Here’s what we’re going to do.
First, let’s preheat the oven to 350.
Now, grab a dutch oven. Sauté the diced onion as well as the rice in one tablespoon of butter until the rice smells a little like popcorn and has some golden, toasty spots.
This part is important. You can omit it and still have good risotto, but this is the key to awesome risotto. Add a tiny pinch of saffron. Saffron is a reddish thread (ie: stigma) from the inside of a flower. Saffron is pricey because it’s so labor intensive to harvest, but you only use a teeny tiny amount in any recipe that calls for it. It gives that lovely yellow color and rich, complex taste. My lilliputian envelope of it lasts for months since I just use a few threads in any given recipe. So let’s stir a tiny pinch of saffron into the rice.
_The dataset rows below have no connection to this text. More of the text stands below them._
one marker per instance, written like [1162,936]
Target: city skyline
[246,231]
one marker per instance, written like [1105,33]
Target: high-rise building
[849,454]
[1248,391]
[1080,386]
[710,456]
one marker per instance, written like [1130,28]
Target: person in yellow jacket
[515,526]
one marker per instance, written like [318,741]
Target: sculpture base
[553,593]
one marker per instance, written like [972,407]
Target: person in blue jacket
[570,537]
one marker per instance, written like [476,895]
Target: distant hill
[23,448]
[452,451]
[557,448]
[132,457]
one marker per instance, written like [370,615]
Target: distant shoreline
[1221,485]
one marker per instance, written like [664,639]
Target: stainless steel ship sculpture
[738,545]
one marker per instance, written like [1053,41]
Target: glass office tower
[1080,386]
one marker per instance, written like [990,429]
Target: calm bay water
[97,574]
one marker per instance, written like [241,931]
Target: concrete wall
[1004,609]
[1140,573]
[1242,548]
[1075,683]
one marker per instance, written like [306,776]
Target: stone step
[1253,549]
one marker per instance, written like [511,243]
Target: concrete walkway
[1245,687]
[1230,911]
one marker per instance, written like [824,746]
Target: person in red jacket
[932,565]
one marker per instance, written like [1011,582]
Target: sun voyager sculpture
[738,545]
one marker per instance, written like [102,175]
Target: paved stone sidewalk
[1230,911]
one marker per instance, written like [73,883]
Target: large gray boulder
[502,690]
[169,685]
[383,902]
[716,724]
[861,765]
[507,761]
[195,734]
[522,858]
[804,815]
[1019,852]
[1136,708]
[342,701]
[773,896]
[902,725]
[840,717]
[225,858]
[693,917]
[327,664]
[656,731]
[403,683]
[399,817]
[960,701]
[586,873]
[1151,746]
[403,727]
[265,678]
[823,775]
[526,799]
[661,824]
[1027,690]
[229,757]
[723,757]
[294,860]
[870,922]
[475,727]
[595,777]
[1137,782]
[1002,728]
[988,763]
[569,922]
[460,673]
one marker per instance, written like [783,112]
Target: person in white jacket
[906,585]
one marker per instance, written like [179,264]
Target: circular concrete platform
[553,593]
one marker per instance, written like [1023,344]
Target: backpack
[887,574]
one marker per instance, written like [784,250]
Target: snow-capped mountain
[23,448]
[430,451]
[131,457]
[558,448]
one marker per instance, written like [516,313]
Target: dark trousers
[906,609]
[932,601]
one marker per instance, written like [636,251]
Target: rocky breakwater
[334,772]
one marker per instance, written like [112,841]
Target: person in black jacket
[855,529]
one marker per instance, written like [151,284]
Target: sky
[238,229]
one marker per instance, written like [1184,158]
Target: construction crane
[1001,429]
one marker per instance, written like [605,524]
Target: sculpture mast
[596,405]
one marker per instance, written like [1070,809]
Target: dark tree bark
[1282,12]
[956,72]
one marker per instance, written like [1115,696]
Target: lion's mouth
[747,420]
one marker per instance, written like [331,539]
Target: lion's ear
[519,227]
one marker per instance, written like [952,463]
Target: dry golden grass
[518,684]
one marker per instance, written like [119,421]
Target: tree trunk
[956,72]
Now we’re going to add warm liquid. This recipe has lots of short cuts, but it is important to add liquid that is very warm. I bring my chicken stock to a boil and turn off the heat while I sauté the rice, then it’s just the right temperature. If you add cold liquid, the starches don’t release properly from the rice, and you’ll end up with chewier risotto.
I make my own chicken stock in the crock pot, and it’s pretty concentrated, so I do a 50/50 mix of water and stock. If I have white wine open, I’ll use that for half a cup of the liquid. I’ve also had success with a splash of vermouth, lighter colored beers (no stouts here, please), or red wine, but know that the red wine will give your risotto an odd, purplish color.
Now we’re going to stir the rice, put a lid on the pot, and pop it into the oven.
After about 30 minutes, check to see if the liquid has been absorbed. If not, return to the oven; if so, stir vigorously for 1 minute and add the remaining tablespoon of butter and cheese, if desired. The addition of this last bit of fat really helps the rice bind together and get that lovely risotto texture.
If you have leftover vegetables or meat, you can add them to the risotto as it cooks in the oven or warm them separately and serve on top of the rice.